Convert or validate an Arrow schema for compatibility with base R column types
Source:R/utils-arrow-types.R
as_r_schema.Rd
These functions help convert or validate an arrow::Schema object (typically from a Parquet file or Arrow dataset) by translating Arrow types to R equivalents, extracting type strings, or checking for compatibility.
Usage
as_r_schema(arrow_schema, call = rlang::caller_env())
arrow_schema_to_string(arrow_schema)
is_supported_arrow_type(arrow_schema)
validate_arrow_schema(arrow_schema, call = rlang::caller_env())
Value
as_r_schema()
: A named character vector mapping column names to base R type strings (e.g.,"integer"
,"double"
,"logical"
).arrow_schema_to_string()
: A named character vector mapping column names to Arrow type strings.is_supported_arrow_type()
: A named logical vector indicating whether each column is supported.validate_arrow_schema()
: Returns the original schema (invisibly) if all column types are supported; otherwise throws an error.
Details
as_r_schema()
maps Arrow types to base R types (e.g.,"int32"
→"integer"
). It throws an error if unsupported column types are present.arrow_schema_to_string()
returns a named character vector of raw Arrow type strings (e.g.,"int64"
,"date32[day]"
) for schema field.is_supported_arrow_type()
returns a named logical vector indicating whether each schema field type is supported.validate_arrow_schema()
throws an error if any fields has an unsupported Arrow type.
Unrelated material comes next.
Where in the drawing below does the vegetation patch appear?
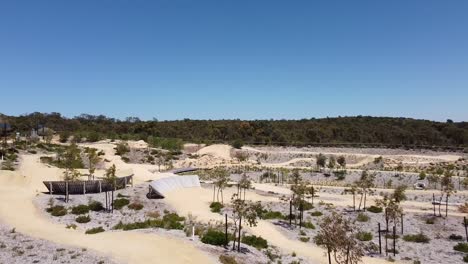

For a full list of supported types and their R mappings, see arrow_to_r_datatypes()
.
Examples
# Path to a single Parquet file
file_path <- system.file(
"testhubs/parquet/model-output/hub-baseline/2022-10-01-hub-baseline.parquet",
package = "hubUtils"
)
# Get schema from the file
file_schema <- arrow::read_parquet(file_path, as_data_frame = FALSE)$schema
# Convert to R types
as_r_schema(file_schema)
#> origin_date target horizon location output_type
#> "Date" "character" "integer" "character" "character"
#> output_type_id value
#> "double" "integer"
# Get raw Arrow type strings
arrow_schema_to_string(file_schema)
#> origin_date target horizon location output_type
#> "date32[day]" "string" "int32" "string" "string"
#> output_type_id value
#> "double" "int32"
# Check which columns are supported
is_supported_arrow_type(file_schema)
#> origin_date target horizon location output_type
#> TRUE TRUE TRUE TRUE TRUE
#> output_type_id value
#> TRUE TRUE
# Validate schema (throws error if any unsupported types are present)
validate_arrow_schema(file_schema)
# From a multi-file dataset
dataset_path <- system.file(
"testhubs/parquet/model-output/hub-baseline",
package = "hubUtils"
)
ds <- arrow::open_dataset(dataset_path)
as_r_schema(ds$schema)
#> origin_date target horizon location output_type
#> "Date" "character" "integer" "character" "character"
#> output_type_id value
#> "double" "integer"
arrow_schema_to_string(ds$schema)
#> origin_date target horizon location output_type
#> "date32[day]" "string" "int32" "string" "string"
#> output_type_id value
#> "double" "int32"
is_supported_arrow_type(ds$schema)
#> origin_date target horizon location output_type
#> TRUE TRUE TRUE TRUE TRUE
#> output_type_id value
#> TRUE TRUE
validate_arrow_schema(ds$schema)